I am a big believer in cryptocurrency these days and I definitely have invested in cryptocurrency over the years and there are a lot of people who have made some big money with crypto especially if they got in early with the most well-known one which is Bitcoin. Unfortunately, cryptocurrency isn’t heavily regulated like traditional stocks, bonds, and other securities are and so it is very easy to lose the cryptocurrency you have and never get it back. I’m going to tell you about the different cryptocurrency scams circulating online today and include some that have even surprised me.

What is Cryptocurrency?

Even though cryptocurrency has been around for over a decade, there are still a lot of people who don’t understand what it is or how to even acquire it even though they may have heard of the most well-known crypto which is Bitcoin. Cryptocurrency is a digital type of currency that uses blockchain (which is a virtual ledger) to record all transactions that prevents double transactions. There’s also more than that which can be done with it, but that’s the basic definition of cryptocurrency.

Why was cryptocurrency created in the first place? Well, let’s take a trip back in time to the year 2008 when the US economy, followed shortly by the global economy, basically collapsed in what is called The Great Recession. Some of the largest banks, and companies such as Ford and GMC, nearly completely collapsed. If it wasn’t for the bailout of a lot of those companies from the US government, they would’ve fully collapsed and went bankrupt.

Some people were not happy that such a large control of money was used to bailout these companies that were largely responsible for bringing on the collapse of the economy in the first place, especially when so many people ended up losing their jobs and didn’t know how they were going to pay their bills and wouldn’t get any kind of money from the government to ensure that they would be able to pay their bills and stay in their houses especially when the housing market collapsed.


In comes the creator of Bitcoin who was tired of seeing the main supply of money controlled by a central organization and so Bitcoin was born which would not be controlled by any single person or entity in what is known as decentralization. Basically, it’s an alternative form of currency made to try to prevent things like what happened back in 2008. Since that time there has been many different kinds of cryptocurrency created with specific purposes and a lot of people purchase them as a way to use them as an investment tool and for different transactions.

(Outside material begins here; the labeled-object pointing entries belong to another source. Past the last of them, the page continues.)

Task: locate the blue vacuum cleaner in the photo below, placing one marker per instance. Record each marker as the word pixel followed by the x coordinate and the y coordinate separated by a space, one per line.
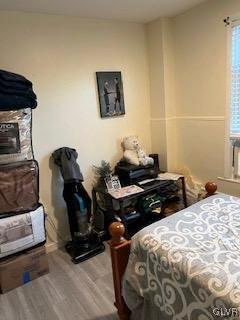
pixel 86 242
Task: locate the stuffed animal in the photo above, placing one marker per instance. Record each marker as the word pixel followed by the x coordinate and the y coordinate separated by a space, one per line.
pixel 133 153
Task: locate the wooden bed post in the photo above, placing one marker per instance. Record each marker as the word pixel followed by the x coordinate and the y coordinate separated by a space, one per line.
pixel 120 250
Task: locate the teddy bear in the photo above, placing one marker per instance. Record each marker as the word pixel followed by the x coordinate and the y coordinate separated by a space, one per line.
pixel 133 153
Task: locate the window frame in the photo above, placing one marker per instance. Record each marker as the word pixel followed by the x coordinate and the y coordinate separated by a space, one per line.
pixel 233 21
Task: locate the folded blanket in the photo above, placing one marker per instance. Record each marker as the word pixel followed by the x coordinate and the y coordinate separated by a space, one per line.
pixel 18 187
pixel 13 102
pixel 14 77
pixel 15 84
pixel 15 136
pixel 18 233
pixel 27 93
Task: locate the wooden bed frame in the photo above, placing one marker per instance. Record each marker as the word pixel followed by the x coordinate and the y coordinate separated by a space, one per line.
pixel 120 250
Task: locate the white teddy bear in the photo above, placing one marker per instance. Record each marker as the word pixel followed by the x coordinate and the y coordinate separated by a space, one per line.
pixel 133 153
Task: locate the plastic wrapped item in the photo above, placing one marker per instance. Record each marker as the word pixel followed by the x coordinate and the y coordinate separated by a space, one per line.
pixel 16 136
pixel 18 187
pixel 21 232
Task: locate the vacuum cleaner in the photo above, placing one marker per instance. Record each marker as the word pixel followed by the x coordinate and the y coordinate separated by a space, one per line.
pixel 85 241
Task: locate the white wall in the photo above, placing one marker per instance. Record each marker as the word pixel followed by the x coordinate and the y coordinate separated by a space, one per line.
pixel 201 81
pixel 162 91
pixel 188 67
pixel 61 55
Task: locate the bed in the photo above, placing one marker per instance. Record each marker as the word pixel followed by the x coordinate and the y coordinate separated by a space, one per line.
pixel 186 266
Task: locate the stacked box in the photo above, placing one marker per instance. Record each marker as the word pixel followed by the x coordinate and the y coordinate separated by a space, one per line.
pixel 22 217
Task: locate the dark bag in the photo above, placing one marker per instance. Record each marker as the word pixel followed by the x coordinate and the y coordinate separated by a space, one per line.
pixel 19 187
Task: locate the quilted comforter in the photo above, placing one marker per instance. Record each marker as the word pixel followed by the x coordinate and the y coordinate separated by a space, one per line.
pixel 187 266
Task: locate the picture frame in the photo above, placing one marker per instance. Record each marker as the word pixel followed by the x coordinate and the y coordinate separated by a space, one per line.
pixel 110 93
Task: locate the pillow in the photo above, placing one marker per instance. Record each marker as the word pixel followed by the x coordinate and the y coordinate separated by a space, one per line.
pixel 18 187
pixel 22 231
pixel 15 136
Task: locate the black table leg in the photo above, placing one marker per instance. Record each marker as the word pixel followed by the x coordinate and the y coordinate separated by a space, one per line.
pixel 184 192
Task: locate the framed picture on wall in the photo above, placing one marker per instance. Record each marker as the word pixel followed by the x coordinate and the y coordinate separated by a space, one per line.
pixel 110 93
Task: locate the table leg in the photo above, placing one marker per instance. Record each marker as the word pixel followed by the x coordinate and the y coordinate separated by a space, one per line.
pixel 184 192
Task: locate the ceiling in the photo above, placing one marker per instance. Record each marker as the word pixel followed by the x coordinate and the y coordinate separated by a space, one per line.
pixel 125 10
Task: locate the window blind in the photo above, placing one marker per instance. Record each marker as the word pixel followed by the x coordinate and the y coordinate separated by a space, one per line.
pixel 235 81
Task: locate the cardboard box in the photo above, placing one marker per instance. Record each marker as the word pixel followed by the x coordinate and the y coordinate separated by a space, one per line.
pixel 23 268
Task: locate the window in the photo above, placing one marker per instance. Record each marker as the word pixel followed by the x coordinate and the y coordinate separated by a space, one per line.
pixel 235 82
pixel 234 125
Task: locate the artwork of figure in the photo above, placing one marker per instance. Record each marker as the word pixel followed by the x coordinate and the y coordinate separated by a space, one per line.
pixel 110 91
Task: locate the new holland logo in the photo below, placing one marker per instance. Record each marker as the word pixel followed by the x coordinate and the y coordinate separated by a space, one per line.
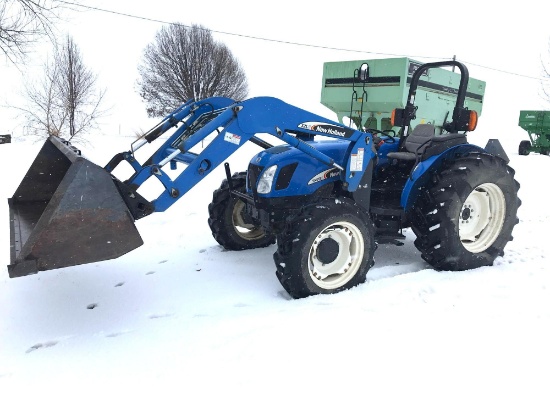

People were able to make a lot of money when the value of Bitcoin skyrocketed over the years and the highest Bitcoin has ever been is almost $70,000 a coin. It’s now worth $26,000 a coin which shows that crypto does have its ups and downs similar to stocks in the stock market. This is where things can get dicey. While anyone can get into cryptocurrency and it’s a newer asset class of investment, so to speak, there are no protections or regulations like there are when it comes to stocks, securities, and bonds although segments of the government are trying to change that. Because there is a lack of regulation, sadly there are lots of cryptocurrency scams out there designed to steal as much of your cryptocurrency as possible and it’s virtually impossible to get any of it back. I’m going to talk about some of the cryptocurrency scams happening today.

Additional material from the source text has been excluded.